Retour à la raison sur le littoral : Royan sort de la bulle post‑Covid
Sur le marché immobilier de Royan, la période d'«emballement» qui a accompagné la crise sanitaire entre 2020 et 2023 laisse place à une logique plus traditionnelle entre offre et demande. Les professionnels locaux constatent une multiplication des biens disponibles et un recul des prix, surtout pour les logements nécessitant des travaux.
Selon la dirigeante d'une agence installée en centre‑ville, la tension qui poussait les prix à la hausse s'est effritée : les acquéreurs disposent désormais d'un choix sensiblement plus large et prennent davantage le temps de comparer avant de prendre une décision. Cette bascule change les règles du jeu : là où les vendeurs pouvaient imposer des tarifs élevés il y a quelques années, ce sont aujourd'hui les acheteurs qui négocient et trient les offres.
« Il est certain qu’à cette période tout se vendait à des prix artificiellement gonflés. Il y avait une forte demande et peu d’offres. »
Sur le terrain, cela se traduit par des différences nettes dans le nombre de visites : autrefois, un acquéreur voyait 2 à 5 biens ; aujourd'hui, il en consulte 8 à 10. Ce surcroît de comparaison pèse sur la rapidité de décision et sur la capacité des vendeurs à maintenir des prix élevés.
| Situation | Avant (2020‑2023) | Aujourd'hui |
|---|---|---|
| Nombre moyen de biens visités | 2–5 | 8–10 |
| Type de biens épargnés par la baisse | Logements en bon état, bien situés | Hypercentre, près de la plage, chambre en rez‑de‑chaussée |
| Amplitude de la révision de prix (exemple) | Estimation antérieure | -30 000 € sur une maison réévaluée récemment |
Les motifs sont multiples et factuels : l'augmentation du coût des matériaux renchérit les travaux, certains acquéreurs dépendent de la vente préalable d'un bien dont le prix a lui‑même baissé, et la recherche de résidences secondaires conduit certains acheteurs à privilégier les logements prêts à vivre, sans rénovation lourde.
- Plus d'offres : multiplication des panneaux "À vendre" et allongement des délais de vente.
- Prix ajustés : baisse modérée sur les produits à rénover, stabilité relative pour les biens en bon état et bien situés.
- Comportement des acheteurs : comparaison accrue et exigences de rapport qualité/prix.
Concrètement, pour un ménage qui vise une résidence secondaire à Royan, l'effet se traduit souvent en mensualités plus faibles si l'achat est financé, grâce à une meilleure marge de négociation.
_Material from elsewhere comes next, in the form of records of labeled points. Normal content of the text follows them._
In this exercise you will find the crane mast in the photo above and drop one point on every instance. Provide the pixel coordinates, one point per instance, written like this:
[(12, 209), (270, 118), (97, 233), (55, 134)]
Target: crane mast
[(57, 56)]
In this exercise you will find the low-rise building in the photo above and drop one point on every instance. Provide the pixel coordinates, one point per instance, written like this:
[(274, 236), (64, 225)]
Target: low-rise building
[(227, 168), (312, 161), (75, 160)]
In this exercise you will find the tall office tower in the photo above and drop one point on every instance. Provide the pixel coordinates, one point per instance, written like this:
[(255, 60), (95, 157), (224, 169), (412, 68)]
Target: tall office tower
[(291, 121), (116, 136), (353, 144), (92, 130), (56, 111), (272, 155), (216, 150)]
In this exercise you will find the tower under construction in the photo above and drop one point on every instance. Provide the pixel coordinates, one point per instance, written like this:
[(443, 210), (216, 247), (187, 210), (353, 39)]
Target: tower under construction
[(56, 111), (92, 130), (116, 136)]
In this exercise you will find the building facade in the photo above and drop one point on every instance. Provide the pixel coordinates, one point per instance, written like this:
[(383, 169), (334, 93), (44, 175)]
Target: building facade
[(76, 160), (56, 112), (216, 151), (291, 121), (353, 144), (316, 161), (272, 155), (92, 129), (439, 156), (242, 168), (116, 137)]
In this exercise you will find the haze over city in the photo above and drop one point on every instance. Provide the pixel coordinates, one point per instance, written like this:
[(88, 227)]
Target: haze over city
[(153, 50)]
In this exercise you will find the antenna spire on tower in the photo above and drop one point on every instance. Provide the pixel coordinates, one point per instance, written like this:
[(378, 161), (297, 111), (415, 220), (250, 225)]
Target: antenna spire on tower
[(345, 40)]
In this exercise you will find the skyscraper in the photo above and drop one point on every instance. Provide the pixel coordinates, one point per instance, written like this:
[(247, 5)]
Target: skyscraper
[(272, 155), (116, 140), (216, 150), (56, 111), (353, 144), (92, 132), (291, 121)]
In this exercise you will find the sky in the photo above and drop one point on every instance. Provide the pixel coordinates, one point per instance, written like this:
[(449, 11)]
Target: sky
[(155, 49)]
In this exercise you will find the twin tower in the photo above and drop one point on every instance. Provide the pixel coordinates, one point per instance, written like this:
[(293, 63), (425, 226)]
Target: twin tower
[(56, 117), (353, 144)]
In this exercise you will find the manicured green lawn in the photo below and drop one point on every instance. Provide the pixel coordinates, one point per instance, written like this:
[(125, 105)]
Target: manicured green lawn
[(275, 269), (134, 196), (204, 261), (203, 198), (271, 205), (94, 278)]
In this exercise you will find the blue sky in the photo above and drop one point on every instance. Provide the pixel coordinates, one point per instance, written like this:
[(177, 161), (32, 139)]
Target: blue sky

En revanche, ceux qui envisagent des travaux doivent réévaluer le budget global : un prix d'achat attractif peut être largement compensé par une facture matériaux et main‑d'œuvre en hausse.
Enfin, l'hypercentre demeure prisé : proximité des commerces et plage continue d'attirer des acheteurs prêts à payer un peu plus pour un produit clé en main. À l'inverse, les logements nécessitant une adaptation (par exemple pour personne à mobilité réduite) ou une rénovation voient leur attractivité diminuer, sauf à proposer des remises substantielles.
Au‑delà de Royan, ce changement illustre une normalisation que l'on observe sur plusieurs marchés littoraux : après la flambée liée aux confinements, le marché se rééquilibre, rendant à nouveau la négociation centrale et obligeant vendeurs comme acquéreurs à revisiter leurs attentes et leurs calculs budgétaires.